Charles McGonigal, the former special agent-in-charge (SAC) of foreign counterintelligence at the FBI’s New York field office, has been arrested and charged with sanctions violations and money laundering for his alleged involvement with a Russian oligarch. An indictment is only the government’s version of what’s often a complex story, McGonigal retained distinguished counsel, and we’re certain to learn more. But if a counterintelligence official that senior was indeed turned by foreign governments, it’s a serious blow to American interests.

The government unsealed separate indictments in New York and Washington on Monday. The New York indictment charges McGonigal with sanctions violations and money laundering. The Treasury Department sanctioned Russian oligarch Oleg Deripaska, a Vladimir Putin associate, in 2018. The Justice Department alleges that while McGonigal was still with the bureau, a suspected Russian intelligence officer working for Deripaska approached him to obtain an internship for his daughter with the New York Police Department. McGonigal allegedly obliged, and to the NYPD’s surprise, the Russian officer’s daughter claimed to police that he’d provided her with access to confidential FBI information.
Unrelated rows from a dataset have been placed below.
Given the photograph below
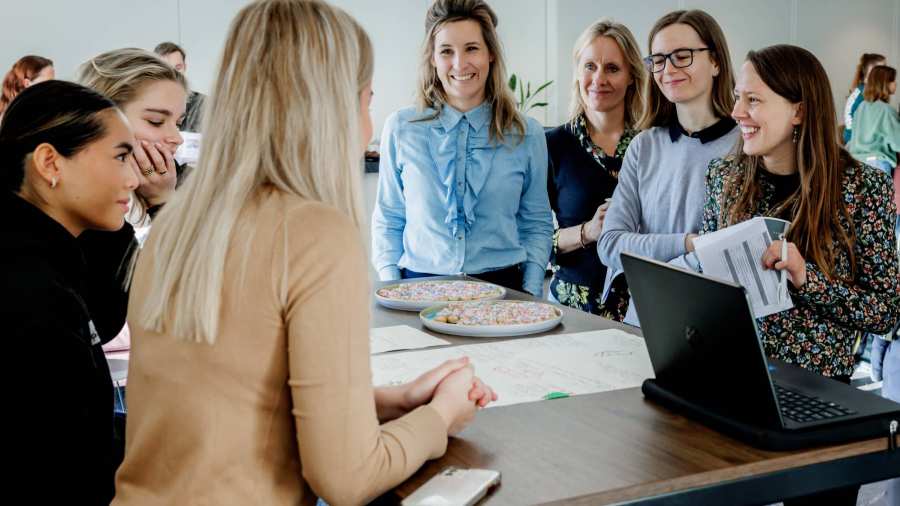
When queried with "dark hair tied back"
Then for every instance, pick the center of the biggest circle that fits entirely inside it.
(59, 113)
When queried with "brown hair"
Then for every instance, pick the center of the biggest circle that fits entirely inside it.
(164, 48)
(634, 97)
(878, 86)
(817, 206)
(866, 61)
(430, 92)
(659, 111)
(28, 67)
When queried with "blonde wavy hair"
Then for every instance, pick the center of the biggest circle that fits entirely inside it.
(634, 97)
(286, 109)
(430, 92)
(121, 75)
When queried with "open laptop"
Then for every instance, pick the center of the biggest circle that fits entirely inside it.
(710, 365)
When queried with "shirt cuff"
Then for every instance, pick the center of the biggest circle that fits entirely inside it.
(426, 428)
(389, 273)
(815, 285)
(533, 279)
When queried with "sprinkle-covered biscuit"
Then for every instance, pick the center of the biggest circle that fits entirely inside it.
(498, 312)
(440, 291)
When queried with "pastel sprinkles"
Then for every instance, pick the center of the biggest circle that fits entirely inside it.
(497, 312)
(440, 291)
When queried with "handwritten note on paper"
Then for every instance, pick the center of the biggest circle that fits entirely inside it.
(525, 370)
(400, 337)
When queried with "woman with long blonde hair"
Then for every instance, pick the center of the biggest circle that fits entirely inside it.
(152, 94)
(585, 158)
(462, 179)
(249, 380)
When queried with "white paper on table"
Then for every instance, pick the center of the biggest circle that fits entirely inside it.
(525, 370)
(189, 150)
(400, 337)
(735, 254)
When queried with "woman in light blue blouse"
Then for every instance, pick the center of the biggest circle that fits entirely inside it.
(463, 176)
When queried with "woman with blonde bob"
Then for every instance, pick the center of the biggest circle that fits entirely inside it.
(585, 157)
(461, 186)
(249, 379)
(657, 206)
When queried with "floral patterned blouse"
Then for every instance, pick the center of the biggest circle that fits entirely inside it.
(819, 332)
(581, 177)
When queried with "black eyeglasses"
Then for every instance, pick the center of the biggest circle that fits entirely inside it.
(680, 59)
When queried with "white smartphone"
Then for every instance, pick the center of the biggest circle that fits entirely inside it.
(454, 486)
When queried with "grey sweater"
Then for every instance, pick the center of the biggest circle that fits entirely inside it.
(660, 195)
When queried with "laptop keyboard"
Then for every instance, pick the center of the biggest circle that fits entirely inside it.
(803, 408)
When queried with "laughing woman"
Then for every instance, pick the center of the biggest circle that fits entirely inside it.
(462, 181)
(842, 263)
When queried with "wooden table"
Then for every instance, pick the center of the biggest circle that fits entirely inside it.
(616, 447)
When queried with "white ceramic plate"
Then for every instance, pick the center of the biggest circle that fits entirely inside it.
(418, 305)
(427, 316)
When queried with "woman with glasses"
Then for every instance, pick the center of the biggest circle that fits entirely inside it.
(658, 203)
(585, 158)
According to the indictment, after retiring from the FBI, McGonigal met with Deripaska abroad while the latter sought a law firm to represent him in efforts to be delisted as a sanctioned entity. The firm retained McGonigal as an investigator for $25,000. Subsequently, DOJ alleges, McGonigal illegally began working directly for Deripaska to investigate another oligarch, in return for a $51,000 retainer and $42,000 per month. McGonigal allegedly laundered these payments through an unidentified New Jersey business owned by a friend, which he’d previously joined, using a fake identity, while still with the FBI.

The Washington indictment charges McGonigal with false statements regarding his finances and foreign contacts and travel while at the FBI. McGonigal received at least $225,000 while still at the bureau to help current and former Albanian and Bosnian officials (including Albania’s prime minister) try to arrange meetings with senior U.S. officials, according to the indictment. Allegedly, he even opened FBI criminal investigations at their request.